"There's no place like home. There's no place like home. There's no place like home."
NASCAR is clicking its collective ruby-red slippers this week as the Sprint Cup and Nationwide Series gear up to compete at the Charlotte Motor Speedway.
The 1.5-mile quad-oval - along with Darlington, Daytona, and Atlanta of NASCAR's original four tracks built for speed - is nestled right in the hub of NASCAR Nation. Nearly every trace team is based in general area of the track (the only notable exceptions being the Wood Brothers, which remain in Stuart, VA where they've been based for their entire existence, and Denver-based Furniture Row Racing), and most of the drivers make their full-time homes or divide their time with a residence in the Charlotte area.
There's something to be said for sleeping in your own bed, and being so close to the race track affords the drivers and teams - used to sleeping in a motorhome or a motel on the eve of their day in the sun or their night in the lights - to do just that.
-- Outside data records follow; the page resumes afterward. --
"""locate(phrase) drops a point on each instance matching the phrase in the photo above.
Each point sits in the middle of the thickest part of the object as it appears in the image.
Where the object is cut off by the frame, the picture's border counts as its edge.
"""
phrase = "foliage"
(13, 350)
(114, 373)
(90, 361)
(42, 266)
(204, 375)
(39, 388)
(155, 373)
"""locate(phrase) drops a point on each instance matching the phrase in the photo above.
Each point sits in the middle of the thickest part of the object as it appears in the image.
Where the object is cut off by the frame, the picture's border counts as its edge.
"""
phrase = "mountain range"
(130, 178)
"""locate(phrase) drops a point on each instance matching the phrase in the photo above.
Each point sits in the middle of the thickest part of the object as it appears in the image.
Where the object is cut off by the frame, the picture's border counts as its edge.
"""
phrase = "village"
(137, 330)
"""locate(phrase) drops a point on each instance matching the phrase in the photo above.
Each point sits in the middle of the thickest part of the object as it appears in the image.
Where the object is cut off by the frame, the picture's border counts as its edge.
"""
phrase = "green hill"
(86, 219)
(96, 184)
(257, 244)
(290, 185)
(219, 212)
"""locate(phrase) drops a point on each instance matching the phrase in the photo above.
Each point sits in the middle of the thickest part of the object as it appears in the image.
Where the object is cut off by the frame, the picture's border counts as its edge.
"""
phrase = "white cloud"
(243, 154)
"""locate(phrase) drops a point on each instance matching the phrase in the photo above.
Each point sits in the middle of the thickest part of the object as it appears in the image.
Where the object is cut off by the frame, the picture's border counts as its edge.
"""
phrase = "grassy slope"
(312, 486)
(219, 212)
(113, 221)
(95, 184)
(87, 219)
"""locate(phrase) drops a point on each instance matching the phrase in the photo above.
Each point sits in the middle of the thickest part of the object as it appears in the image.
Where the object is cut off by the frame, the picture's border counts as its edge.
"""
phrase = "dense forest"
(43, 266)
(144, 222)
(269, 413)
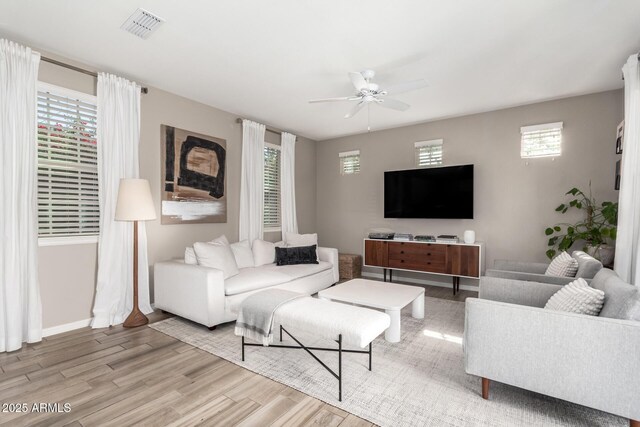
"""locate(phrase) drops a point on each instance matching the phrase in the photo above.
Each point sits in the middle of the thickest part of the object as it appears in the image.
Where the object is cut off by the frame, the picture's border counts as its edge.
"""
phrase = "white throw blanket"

Races at Charlotte are a big deal for the sport's unsung heroes. Know those "boys back at the shop" that the drivers always make a point to thank? They are the mechanics, fabricators, engine tuners, etc. who make those race cars perform at such a high level. Unfortunately, they rarely get to travel to the track as part of the road crew; there's only so much space available on charters and in motels and in the hauler and pit area at the track, and only the folks essential to that car getting around the track during the weekend usually make the trek to the race.
Since the crew men for all the teams live near the shop where they work and thus near the track, they get to see their handiwork in action first-hand when the circuit visits Charlotte.
Matt Kenseth, coming off a big win this past weekend in Talladega, is the defending winner of Saturday evening's Bank of America 500. Another win might not do much to rehab his championship dreams for 2012 - realistically, his hopes are all but dashed - but it would help to make sure he departs Roush-Fenway Racing at season's end on the highest note possible.
Carl Edwards won last year's edition of the Dollar General 300, but he isn't competing in Friday's Nationwide Series event. Elliott Sadler holds a nine-point lead in that division on defending champ Ricky Stenhouse Jr. (Kenseth's replacement in the No. 17 Sprint Cup machine for 2013). Austin Dillon (16 points behind Sadler) and Sam Hornish Jr. (35 back) are the only drivers within one race's worth of points of the lead with just five races remaining.